I raised eyebrows at him. "I hadn't really thought about it. I know for a fact that most fairy tales are just that, stories."
"But the elements of them" - he drew a pale yellow hand out of his blanket far enough to shake a finger at me - "the essentials, they got from us, from true stories." He frowned. "Not all of us are Irish, Scottish, or anything that is part of what they call the British Isles. We hold survivors from nearly every part of Europe."
"I'm aware of that," I said.
"Then act like you know. Surely Prince Essus told you that some fairy tales were passed-on true stories."
"My father told me most were simply made up."
"Most," Sage conceded, "but not all." He waved his finger at me again. "If the chalice has brought back the complete power to that ring" - he pointed at the box - "then if you have your perfect match on this plane, you'll know it, and if you don't, you'll know that, too."
I looked at the little box, and suddenly it seemed more important than it had even a moment ago.
"That's not how the queen used it," Rhys said, "not for herself."
"No," Nicca said, softly, from behind us. "Once her own true love was killed in battle, she used the power of the ring to fill her bed. She was able with its help to make another sidhe elf-struck."
I turned and looked at him. He wore slacks that were so dark brown, they were nearly black, and boots that matched underneath. His hair spilled over his na**d upper body, because his wings were even larger than Sage's, and though we'd tried to get a silk-and-spandex tee over them, in the end we'd been defeated. They were too huge, and too oddly shaped, all swirls and tail.
"I thought she would go mad when Owain died." Doyle's eyes were still tight shut, his hands gripping the chair arms, but his voice sounded normal enough.
"What no one had realized was that the ring had an added power," he continued in his calm voice. "Apparently, it acted as a kind of protective magic around the couples of its choosing. It guaranteed a happy ending, by making sure no tragedy befell them."
Rhys nodded. "The ring had begun to fade in power - we knew that because the great matchmaking ball had failed some decades before. A sidhe would come to the door of the ballroom, and no one would step forward. But we didn't understand that the ring had kept us safe, not just happy and fertile."
"Until the battle of Rhodan," Frost said, "where we lost two hundred sidhe warriors. Most of them had been wed to their love matches."
"It was the first time in our history that a single couple that the ring had brought together had not had a happy ending," Doyle said.
"It wasn't just one couple," Rhys said, "it was dozens." He shook his head. "I'd never heard such keening."
"Some of those left behind chose to fade," Doyle said.
"Suicide, you mean," Rhys said.
Doyle opened his eyes enough to glance at Rhys, then closed them again. "If you prefer."
"I don't prefer, it's just the truth," Rhys said.
Doyle shrugged. "Fine."
Galen had drifted up behind everyone. "Did the ring ever pick more than one person for anyone?" He was dressed all in pale spring green.
"You mean once someone was widowed, did the ring ever find them someone else?" Doyle asked.
"That, or literally pick more than one person for someone. I mean, you may get a child from every match the ring made, but to be truly happy, not just magically in love, did the ring ever have trouble choosing just one person for someone?"
Doyle opened his eyes again and actually turned to look full at Galen. "Do you not believe in soul mates, one perfect love for each person?" It would have seemed an almost silly question from anyone else.

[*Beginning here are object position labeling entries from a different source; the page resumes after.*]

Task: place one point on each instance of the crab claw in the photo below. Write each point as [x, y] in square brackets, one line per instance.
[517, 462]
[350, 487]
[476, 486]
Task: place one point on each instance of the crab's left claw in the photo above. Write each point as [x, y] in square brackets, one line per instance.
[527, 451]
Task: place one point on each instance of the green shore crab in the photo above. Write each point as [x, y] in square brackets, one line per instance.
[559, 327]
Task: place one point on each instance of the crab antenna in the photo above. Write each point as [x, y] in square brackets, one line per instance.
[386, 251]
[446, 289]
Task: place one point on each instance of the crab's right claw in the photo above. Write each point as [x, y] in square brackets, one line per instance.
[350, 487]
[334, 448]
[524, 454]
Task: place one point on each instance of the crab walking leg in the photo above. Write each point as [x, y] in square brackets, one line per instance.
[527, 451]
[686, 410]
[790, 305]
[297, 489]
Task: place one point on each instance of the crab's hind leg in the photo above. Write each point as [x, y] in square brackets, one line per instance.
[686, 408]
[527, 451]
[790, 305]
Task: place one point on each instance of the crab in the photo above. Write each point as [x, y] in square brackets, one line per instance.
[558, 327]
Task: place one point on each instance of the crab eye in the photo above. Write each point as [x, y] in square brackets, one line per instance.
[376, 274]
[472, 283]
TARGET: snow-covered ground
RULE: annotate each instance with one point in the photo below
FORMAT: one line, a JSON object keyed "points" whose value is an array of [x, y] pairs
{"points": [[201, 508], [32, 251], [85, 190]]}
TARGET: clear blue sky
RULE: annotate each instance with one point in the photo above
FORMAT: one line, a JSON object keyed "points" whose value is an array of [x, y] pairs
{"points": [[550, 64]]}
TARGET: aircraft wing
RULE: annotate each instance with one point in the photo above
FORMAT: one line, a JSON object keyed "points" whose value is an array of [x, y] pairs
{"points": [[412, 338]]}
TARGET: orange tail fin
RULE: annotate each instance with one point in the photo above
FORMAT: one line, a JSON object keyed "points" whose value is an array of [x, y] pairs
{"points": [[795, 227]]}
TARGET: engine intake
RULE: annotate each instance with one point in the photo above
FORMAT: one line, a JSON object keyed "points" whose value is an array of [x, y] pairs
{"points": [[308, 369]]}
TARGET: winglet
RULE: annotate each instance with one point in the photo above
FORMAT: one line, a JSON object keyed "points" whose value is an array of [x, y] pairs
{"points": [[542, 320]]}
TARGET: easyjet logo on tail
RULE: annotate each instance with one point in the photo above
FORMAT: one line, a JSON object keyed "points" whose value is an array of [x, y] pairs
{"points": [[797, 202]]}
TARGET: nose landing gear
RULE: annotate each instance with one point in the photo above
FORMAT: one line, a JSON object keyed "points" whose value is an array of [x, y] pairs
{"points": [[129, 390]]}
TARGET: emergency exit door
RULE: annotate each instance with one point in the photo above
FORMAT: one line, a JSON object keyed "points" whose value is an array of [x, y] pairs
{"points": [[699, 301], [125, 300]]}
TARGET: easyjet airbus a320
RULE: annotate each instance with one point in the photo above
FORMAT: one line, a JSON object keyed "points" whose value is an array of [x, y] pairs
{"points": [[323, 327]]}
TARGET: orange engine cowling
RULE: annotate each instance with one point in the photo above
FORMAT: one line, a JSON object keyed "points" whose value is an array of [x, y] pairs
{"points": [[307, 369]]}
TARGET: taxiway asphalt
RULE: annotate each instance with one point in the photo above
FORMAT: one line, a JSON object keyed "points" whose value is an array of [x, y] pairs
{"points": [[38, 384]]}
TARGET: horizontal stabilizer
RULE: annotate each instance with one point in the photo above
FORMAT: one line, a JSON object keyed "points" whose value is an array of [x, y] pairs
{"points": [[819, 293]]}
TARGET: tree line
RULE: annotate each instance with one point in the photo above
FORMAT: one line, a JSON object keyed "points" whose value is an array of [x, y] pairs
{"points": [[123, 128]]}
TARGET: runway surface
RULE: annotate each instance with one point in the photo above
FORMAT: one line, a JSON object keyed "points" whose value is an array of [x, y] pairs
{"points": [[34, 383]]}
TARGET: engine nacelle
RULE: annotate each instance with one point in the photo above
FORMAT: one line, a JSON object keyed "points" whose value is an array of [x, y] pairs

Galen glanced at me, then forced himself to look away to meet Doyle's dark gaze. "I don't believe in love at first sight. I believe true love takes time to build, like friendship. I believe in instant lust."
He moved directly behind my seat. I could feel him like some warming fire, I wanted him to put his hands on the back of the seat, to be closer to that warmth. As if he'd heard me, he put his hands where I wanted them, and it was all I could do not to touch my head against his fingers. But somehow with the ring box sitting there, I wasn't sure I wanted to be touching him when I put it on. I was pretty certain that touching no one was the best idea, until we knew if the ring had been affected by the chalice.
"Could we get the queen's permission not to wear it until we're at the faerie mound?" I asked.
"No," Doyle said, "she was most insistent."
I sighed. We did not want Andais angry with us. We so didn't want that. "Fine, give me the box, and everybody stand back."
"It's not a bomb," Rhys said, "just a ring."
I frowned at him. "After what I've just heard, I'd almost prefer a bomb." Almost, I added in my head.
I didn't want my choices limited here and now. I was afraid of whom the ring would pick, and why. I didn't trust magic in matters of the heart. Hell's bells, I didn't trust matters of the heart at all. Love was an unreliable sort of thing, sometimes.
Rhys handed me the box, and after I repeated my need for privacy, all of them got up and walked away from me. Kitto remained at the back of the plane with a blanket over his entire body, hiding. Hiding from his fear of metal, and modern technology. He was afraid of so many things that it seemed less remarkable for him to be afraid of airplanes, than for Doyle, who feared almost nothing.